Cookie Cats A/B Test 결과 분석

김준호·2024년 8월 8일

주제

게임을 진행하면서 플레이어는 게임을 진행하거나 인앱 구매를 하기 전에 잠시 기다려야 하는 게이트를 만나게 됩니다.
쿠키 캣츠의 첫 번째 게이트를 30레벨에서 40레벨로 옮긴 A/B 테스트의 결과를 분석해보았습니다. 특히 플레이어 리텐션에 미치는 영향을 분석해보았습니다.

EDA

라이브러리 및 데이터 불러오기

import pandas as pd
from matplotlib import pyplot as plt
import seaborn as sns

df = pd.read_csv("./data/cookie_cats.csv")

Gate_30, Gate_40 비율

a = len(df) - len(df[df["version"] == "gate_30"])
b = len(df) - len(df[df["version"] == "gate_40"])

x = [a, b]
y = ["Gate_30", "Gate_40"]

plt.figure(figsize = (12, 6))
plt.pie(x,
       labels = y,
       autopct='%.1f%%',
        startangle = 45,
       colors = plt.cm.Set2.colors)
plt.title("< Gate_30, Gate_40 비율 >")

대략 50 : 50으로 잘 나눠져있는 것을 확인했습니다.

sum_gamerounds 탐색

df = df.drop(df[(df["version"] == "gate_40") &
	(df["sum_gamerounds"] < 40)].index)
df = df.drop(df[(df["version"] == "gate_30") &
	(df["sum_gamerounds"] < 30)].index)
df = df.drop(df[df["sum_gamerounds"] == 49854].index)

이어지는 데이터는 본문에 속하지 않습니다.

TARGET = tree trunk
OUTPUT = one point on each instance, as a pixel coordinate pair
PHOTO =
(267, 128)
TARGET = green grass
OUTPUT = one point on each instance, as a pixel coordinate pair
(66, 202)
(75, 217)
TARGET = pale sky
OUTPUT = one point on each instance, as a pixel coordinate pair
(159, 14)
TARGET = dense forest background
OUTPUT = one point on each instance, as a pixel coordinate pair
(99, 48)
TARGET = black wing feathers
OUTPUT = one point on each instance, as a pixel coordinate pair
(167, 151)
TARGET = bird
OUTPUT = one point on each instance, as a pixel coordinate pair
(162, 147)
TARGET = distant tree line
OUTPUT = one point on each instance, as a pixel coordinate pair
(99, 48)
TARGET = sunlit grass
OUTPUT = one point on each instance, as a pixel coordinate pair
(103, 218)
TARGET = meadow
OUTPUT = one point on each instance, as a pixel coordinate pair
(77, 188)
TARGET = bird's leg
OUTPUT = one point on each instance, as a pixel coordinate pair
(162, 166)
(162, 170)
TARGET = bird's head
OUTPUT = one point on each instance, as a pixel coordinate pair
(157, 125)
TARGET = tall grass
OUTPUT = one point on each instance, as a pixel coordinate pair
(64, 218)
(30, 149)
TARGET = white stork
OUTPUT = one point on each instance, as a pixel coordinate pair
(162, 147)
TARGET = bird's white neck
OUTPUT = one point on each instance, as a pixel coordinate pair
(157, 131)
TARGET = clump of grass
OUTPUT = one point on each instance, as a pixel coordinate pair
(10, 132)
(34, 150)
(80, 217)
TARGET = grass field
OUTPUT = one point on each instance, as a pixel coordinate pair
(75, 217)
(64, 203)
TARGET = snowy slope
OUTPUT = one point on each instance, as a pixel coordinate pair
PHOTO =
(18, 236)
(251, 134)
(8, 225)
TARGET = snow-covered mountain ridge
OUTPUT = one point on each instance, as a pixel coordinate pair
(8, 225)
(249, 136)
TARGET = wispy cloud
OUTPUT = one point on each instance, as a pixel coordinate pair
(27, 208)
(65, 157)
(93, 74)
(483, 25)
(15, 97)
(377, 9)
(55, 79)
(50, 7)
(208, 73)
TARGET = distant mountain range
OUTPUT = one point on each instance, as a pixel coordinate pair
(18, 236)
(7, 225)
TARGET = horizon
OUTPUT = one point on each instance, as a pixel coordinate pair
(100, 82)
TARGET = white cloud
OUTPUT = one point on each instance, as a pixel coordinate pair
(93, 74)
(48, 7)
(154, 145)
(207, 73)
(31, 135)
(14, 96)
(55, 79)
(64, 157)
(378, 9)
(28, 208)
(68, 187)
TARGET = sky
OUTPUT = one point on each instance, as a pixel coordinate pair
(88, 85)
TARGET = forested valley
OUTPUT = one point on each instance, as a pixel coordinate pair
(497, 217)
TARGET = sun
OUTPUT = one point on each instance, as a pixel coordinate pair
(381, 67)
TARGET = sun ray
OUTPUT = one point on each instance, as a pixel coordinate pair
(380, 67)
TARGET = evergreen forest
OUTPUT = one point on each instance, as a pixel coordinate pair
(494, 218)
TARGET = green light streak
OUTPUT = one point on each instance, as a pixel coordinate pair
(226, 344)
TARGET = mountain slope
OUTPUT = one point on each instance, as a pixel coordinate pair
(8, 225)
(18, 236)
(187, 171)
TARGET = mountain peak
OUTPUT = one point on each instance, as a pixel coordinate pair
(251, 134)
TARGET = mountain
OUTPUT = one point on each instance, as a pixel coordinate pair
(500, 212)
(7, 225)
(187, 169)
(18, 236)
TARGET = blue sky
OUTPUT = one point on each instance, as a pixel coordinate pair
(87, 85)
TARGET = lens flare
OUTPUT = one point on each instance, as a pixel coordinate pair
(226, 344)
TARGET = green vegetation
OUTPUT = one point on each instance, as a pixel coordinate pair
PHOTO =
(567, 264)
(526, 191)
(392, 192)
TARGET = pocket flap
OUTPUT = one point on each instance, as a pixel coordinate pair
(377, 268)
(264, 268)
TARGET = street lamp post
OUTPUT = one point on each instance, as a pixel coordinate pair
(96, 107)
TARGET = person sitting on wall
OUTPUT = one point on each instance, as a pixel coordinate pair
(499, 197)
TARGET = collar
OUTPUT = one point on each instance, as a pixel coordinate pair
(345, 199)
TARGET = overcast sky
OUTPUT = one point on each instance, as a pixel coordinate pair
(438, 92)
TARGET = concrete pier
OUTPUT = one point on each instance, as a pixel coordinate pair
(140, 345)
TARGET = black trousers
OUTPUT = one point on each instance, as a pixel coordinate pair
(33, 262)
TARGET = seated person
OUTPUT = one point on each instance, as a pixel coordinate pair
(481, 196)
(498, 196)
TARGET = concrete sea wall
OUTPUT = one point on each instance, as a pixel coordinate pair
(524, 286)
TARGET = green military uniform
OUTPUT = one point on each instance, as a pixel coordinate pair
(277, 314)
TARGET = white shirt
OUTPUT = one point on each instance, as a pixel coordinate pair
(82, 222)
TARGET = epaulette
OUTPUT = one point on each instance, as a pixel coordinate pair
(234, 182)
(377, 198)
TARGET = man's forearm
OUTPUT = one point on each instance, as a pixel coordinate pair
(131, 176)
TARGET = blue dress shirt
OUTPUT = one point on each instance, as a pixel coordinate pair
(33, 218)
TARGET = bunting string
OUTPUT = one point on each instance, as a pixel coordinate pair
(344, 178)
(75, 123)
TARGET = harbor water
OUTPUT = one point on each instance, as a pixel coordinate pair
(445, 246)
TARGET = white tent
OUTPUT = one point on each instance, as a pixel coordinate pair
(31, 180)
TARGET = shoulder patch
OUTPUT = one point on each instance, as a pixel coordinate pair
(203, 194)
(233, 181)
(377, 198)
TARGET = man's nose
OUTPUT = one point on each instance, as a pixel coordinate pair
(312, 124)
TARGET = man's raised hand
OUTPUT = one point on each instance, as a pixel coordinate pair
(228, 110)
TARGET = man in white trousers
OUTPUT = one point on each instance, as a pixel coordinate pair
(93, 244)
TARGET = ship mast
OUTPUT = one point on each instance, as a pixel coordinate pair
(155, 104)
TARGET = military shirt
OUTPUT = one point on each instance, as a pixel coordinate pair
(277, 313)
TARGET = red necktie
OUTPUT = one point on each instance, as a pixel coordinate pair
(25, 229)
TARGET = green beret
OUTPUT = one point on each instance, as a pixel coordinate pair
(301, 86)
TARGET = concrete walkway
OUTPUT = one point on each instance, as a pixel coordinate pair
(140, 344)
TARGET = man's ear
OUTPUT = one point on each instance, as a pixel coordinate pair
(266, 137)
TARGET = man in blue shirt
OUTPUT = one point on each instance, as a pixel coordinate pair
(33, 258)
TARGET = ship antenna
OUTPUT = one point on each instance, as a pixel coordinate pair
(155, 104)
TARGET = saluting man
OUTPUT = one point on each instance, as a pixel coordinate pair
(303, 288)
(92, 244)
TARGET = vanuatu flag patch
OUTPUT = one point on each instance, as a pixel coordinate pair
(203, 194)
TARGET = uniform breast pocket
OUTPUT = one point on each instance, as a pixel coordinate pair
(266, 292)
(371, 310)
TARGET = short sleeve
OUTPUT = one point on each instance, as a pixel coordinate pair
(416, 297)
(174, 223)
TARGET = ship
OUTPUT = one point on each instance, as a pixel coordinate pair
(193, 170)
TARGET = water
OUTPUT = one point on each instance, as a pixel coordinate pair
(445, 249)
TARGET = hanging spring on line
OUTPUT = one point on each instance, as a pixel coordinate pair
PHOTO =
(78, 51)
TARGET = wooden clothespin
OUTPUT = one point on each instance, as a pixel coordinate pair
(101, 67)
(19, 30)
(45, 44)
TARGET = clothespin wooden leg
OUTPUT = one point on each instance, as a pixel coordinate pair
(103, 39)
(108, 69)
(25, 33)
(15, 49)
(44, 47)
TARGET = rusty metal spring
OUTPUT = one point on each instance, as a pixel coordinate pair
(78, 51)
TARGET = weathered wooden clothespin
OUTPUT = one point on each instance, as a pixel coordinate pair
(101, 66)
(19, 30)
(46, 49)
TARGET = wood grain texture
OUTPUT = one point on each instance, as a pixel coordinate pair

데이터 프레임 상 눈에 띄는 이상치들만 제거후 테스트를 진행해야겠다고 판단 후 진행했습니다.

sum_gamerounds 그룹별로 묶어서 탐색

ttmp = []

for r in df["sum_gamerounds"]:
    if r >= 30 and r < 200:
        tmp.append("A")
    elif r >= 200 and r < 400:
        tmp.append("B")
    elif r >= 400 and r < 600:
        tmp.append("C")
    elif r >= 600 and r < 800:
        tmp.append("D")
    elif r >= 800 and r < 1000:
        tmp.append("E")
    elif r >= 1000 and r < 1200:
        tmp.append("F")
    elif r >= 1200 and r < 1400:
        tmp.append("G")
    elif r >= 1400 and r < 1600:
        tmp.append("H")
    elif r >= 1600 and r < 1800:
        tmp.append("I")
    elif r >= 1800 and r < 2000:
        tmp.append("J")
    elif r >= 2000 and r < 2200:
        tmp.append("K")
    elif r >= 2200 and r < 2400:
        tmp.append("L")
    elif r >= 2400 and r < 2600:
        tmp.append("M")
    elif r >= 2600 and r < 2800:
        tmp.append("N")
    elif r >= 2800 and r < 3000:
        tmp.append("O")

df["gameround_group"] = tmp

sns.countplot(data = df,
              x = "gameround_group",
              order = df["gameround_group"].value_counts().index,
              palette = "tab10")

주로 200라운드 미만 그룹에서 대다수의 유저들이 몰려있는 것을 확인할 수 있었습니다.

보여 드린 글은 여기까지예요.